Takeshi Kovacs è un ex-soldato appartenente al Corpo di Spedizione,
un’organizzazione militare deputata a mantenere la pace nel sistema solare, che,
anziché ritrovarsi imprigionato digitalmente per scontare una pena secolare, si
ritrova a Bay City, a centottanta anni luce dalla sua colonia d’origine,
“reimmagazzinato” in un nuovo corpo. Il corpo “potenziato” di un ex poliziotto,
che a sua volta sta scontando una pena digitale in un carcere virtuale,
necessario per compiere una missione rischiosa e a prima vista paradossale, al
termine della quale avrà la libertà.
Kovacs è assunto da Laurence Bancroft, uno dei personaggi più potenti del
pianeta Terra, per scoprire la verità sulla sua “morte” (la morte del suo corpo,
subito sostituito da un clone), catalogata dalla polizia come suicidio.

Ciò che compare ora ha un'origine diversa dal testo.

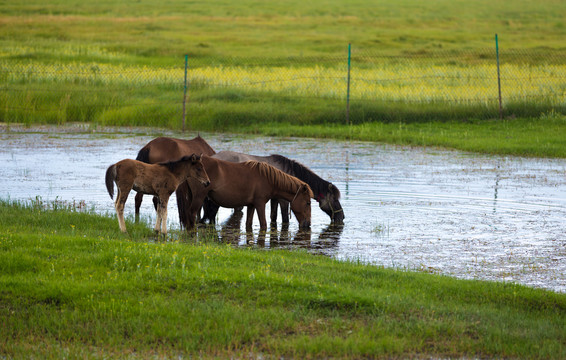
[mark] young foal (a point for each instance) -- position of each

Suicidio
che non ha alcun senso per un Mat (un Matusalemme) come Bancroft, che
grazie alle proprie ricchezze ha la disponibilità di più corpi clonati e di una
copia di sicurezza della propria “pila”, tanto da aver potuto prolungare la
propria vita per secoli, arrivando a ritenersi immortale.
Kovacs si trova immerso immediatamente in una realtà difficile e tortuosa, in
cui si intrecciano pericolosamente le vicende private di Bancroft e di altri Mat
e losche coperture di giochi di potere oscuri quanto perversi. Kovacs si muove
nei meandri della corruzione, tra case di piacere altolocate e squallidi
bordelli di periferia, ostacolato da piccoli delinquenti e da malavitosi tanto
organizzati quanto potenti, in una città caotica dove la violenza fisica e
psicologica sono in contraddizione con la pacatezza innaturale degli incontri
con Intelligenze Artificiali a servizio degli umani.
Bay City ,
romanzo d’esordio del londinese Richard K. Morgan, fonde abilmente atmosfere
noir e ritmi da spy-story, ispirandosi dichiaratamente ai romanzi hard-boiled di
Chandler ed Ellroy, e le ambienta in uno scenario cyberpunk, di forte impatto
“visivo” (non è un caso che i diritti del libro siano stati opzionati da una
major hollywoodiana), che ricorda molto da vicino la Los Angeles di Blade
Runner: “future noir” è la definizione scelta da Morgan per descrivere
questo connubio.
E’ allo stesso tempo un romanzo violento e duro, in cui la trama complessa ed
intricata è sostenuta ed arricchita dalla profondità dei personaggi, che in tale
contesto sorprendono per l’umanità delle loro emozioni e delle loro passioni, e
dalle riflessioni inquietanti ed intense sul senso di una vita in cui la
sconfitta delle malattie e della morte è all’origine di turbamenti psicologici e
squilibri sociali di difficile comprensione. Come reagire nel trovarsi dentro ad
un corpo sconosciuto al risveglio da un reimmagazinamento? (Esemplificativa
l’alienazione del protagonista che si guarda allo specchio: “Per i primi momenti
vedi solo un estraneo che ti guarda da dietro la finestra”). E come reagire di
fronte ad un Mat che arriva a far assassinare un’altra persona per poter
reimmagazzinarsi nel suo bel corpo? In queste componenti il romanzo si rivela
debitore dell’influsso dickiano, e non è un caso se è risultato vincitore del
Premio Philip Dick 2003.
Bay City
è un romanzo di debutto davvero brillante, per il sostenuto ritmo narrativo, il
forte impatto visivo ed emotivo, e per l’efficace dipinto di un futuro
verosimile ed inquietante, ambientazione sicura di altri romanzi, il primo dei
quali, Broken Angels, è stato pubblicato in Gran Bretagna nel 2003.